A big part of keeping children safe is clear communication between educators and parents, said Shannon Robinson, director of health and nutrition at Bright Beginnings, a Washington, D.C.-based nonprofit child care organization.

“It’s just about continuing to educate our parents and allowing them to ask questions that they may have, because a lot of the information is new to parents and they don’t really understand exactly what’s going on,” Robinson said.

Bright Beginnings publishes a weekly leaflet in its parent newsletter about precautions for COVID-19 and RSV, providing information on what symptoms to look out for, what precautions are recommended and when to take children to the doctor.

“Constant communication with early prevention is critical to the fight we’re in right now trying to reduce RSV cases,” Robinson said, noting that they’ve had five to six confirmed cases this year compared to 20 to 30 cases last year.

It is possible that the children’s immune system is better this year since “last year there were many children who were in school for the first time”, she added.

In addition to relaying symptoms, childcare facilities must also have strict standards for when children should stay home.

“I know that most care providers assure parents that they will not accept a child with any symptoms into their program, which is difficult to do. Parents have to go to work, but that’s the number one line of defense,” Cindy Lehnhoff, director of the National Child Welfare Association, told The Hill.

In addition to the restrictions on childcare providers, Lehnhoff stressed that parents should be “very, very aware” of the facility they are taking their children to, asking providers questions about hand-washing policies, disinfection regimens and diets.

Major U.S. school districts told The Hill that while they are not prescribing mitigation methods, they are encouraging parents, teachers and students to return to practices that became common during the worst parts of the COVID-19 pandemic.

Hand washing, sanitizing toys, keeping kids home when they’re sick — and clear communication between parents and educators — are all considered key to keeping kids safe this winter.

The Los Angeles Unified School District (LAUSD) admitted in November news she was experiencing “an extremely high rate of respiratory infections among children”.

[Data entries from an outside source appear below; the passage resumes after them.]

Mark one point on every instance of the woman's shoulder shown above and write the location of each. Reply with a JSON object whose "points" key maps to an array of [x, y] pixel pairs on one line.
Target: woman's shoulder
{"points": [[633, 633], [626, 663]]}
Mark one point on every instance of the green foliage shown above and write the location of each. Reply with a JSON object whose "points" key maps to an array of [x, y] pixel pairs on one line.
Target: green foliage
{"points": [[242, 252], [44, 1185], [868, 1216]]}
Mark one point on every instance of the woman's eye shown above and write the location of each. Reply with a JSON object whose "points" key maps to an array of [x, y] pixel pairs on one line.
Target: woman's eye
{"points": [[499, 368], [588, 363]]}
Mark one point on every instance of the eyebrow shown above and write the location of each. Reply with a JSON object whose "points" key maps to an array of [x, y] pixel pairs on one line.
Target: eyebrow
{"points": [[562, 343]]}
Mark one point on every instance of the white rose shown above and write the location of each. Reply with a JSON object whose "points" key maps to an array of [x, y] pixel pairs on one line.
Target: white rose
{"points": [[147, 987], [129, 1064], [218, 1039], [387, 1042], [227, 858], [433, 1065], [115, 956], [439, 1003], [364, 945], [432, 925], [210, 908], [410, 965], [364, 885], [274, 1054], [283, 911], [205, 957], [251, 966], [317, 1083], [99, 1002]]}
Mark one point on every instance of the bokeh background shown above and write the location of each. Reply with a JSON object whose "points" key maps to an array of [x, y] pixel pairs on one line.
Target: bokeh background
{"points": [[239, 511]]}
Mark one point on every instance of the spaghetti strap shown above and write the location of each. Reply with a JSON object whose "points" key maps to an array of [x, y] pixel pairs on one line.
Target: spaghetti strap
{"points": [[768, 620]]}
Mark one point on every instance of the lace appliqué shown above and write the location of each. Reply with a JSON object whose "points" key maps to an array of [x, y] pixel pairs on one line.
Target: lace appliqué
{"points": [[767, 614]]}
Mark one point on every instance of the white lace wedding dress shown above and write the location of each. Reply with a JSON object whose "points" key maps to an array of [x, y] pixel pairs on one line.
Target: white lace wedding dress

“Unfortunately, there has been a tremendous impact on our hospital emergency departments,” the district, one of the largest in the country, said in a statement.

Children’s hospitals across the country are facing shortages of beds and staff amid this current respiratory virus season. Many resorted to using emergency room beds as their wards filled up.

Taking a cue from the Los Angeles County Department of Public Health, the school district encouraged parents to remind their children about proper hygiene, to consider wearing masks while indoors and to get flu and COVID-19 shots.

The only available treatment for RSV is monoclonal antibodies, which are usually reserved for extremely high-risk cases as a proactive measure.

Both Miami-Dade County Public Schools and Chicago Public Schools issued similar recommendations this season, but stopped short of issuing direct orders.

Even in non-traditional educational settings for students, precautions are taken against RSV.

Erica Phillips is the executive director of the National Association for Family Child Care, an organization focused on family child care programs that include small groups of children in the home environment.

She said family child care educators take the same steps as traditional schools and daycares. And despite the anxiety and concern about circulating viruses, Phillips expressed confidence that childcare providers are up to the challenge.

“Family child care educators have become masters at this over the past nearly three years since the start of the COVID-19 pandemic,” she said.